最近、銀行融資の世界でよく耳にする「ミドルリスク」。ご存知ですか?

なかなか銀行から融資を受けられずに困っている… そんな中小企業にはチャンスと言える、トレンドワード「ミドルリスク」についてのお話です。

目次

最近よく聞く「ミドルリスク」で広がる融資チャンス

銀行融資の世界で、ここ最近よく聞かれる言葉として「ミドルリスク」が挙げられます。

もう少し具体的に言うと、「ミドルリスク先への融資」です。

これについて誤解を恐れずに言えば。ちょっとリスクのある相手(=ミドルリスク先)にも融資をしていこう、との気運が高まっている。ということになります。

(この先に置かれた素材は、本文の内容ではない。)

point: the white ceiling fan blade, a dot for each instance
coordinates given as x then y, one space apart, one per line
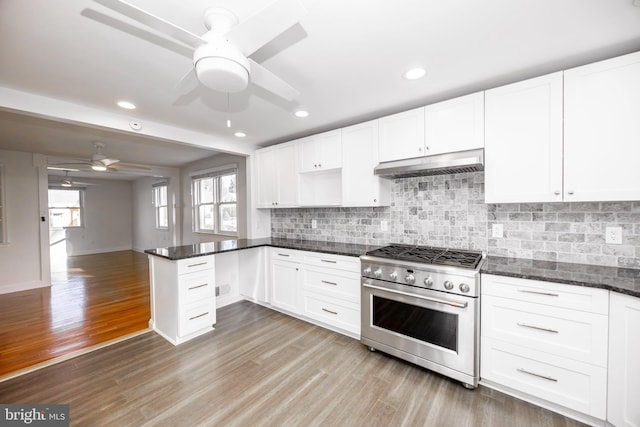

なかなか銀行から融資を受けられずに困っている… そんな中小企業にはチャンスと言えるのが「ミドルリスク先への融資」です。

そこで。チャンスを逃さず、つかむために。トレンドワードと言える「ミドルリスク」について、次のようなお話をしていきます ↓

このあとの話の内容
  • ミドルリスク先とは?
  • どのような銀行がミドルリスク先への融資に積極的なのか?
  • ミドルリスク先への融資を受けやすくするためにできることは?

それでは、このあと順番に見ていきましょう。

 

ミドルリスク先とは?

冒頭、「ちょっとリスクのある相手(=ミドルリスク先)にも融資をしていこう」との気運が高まっている。という話をしました。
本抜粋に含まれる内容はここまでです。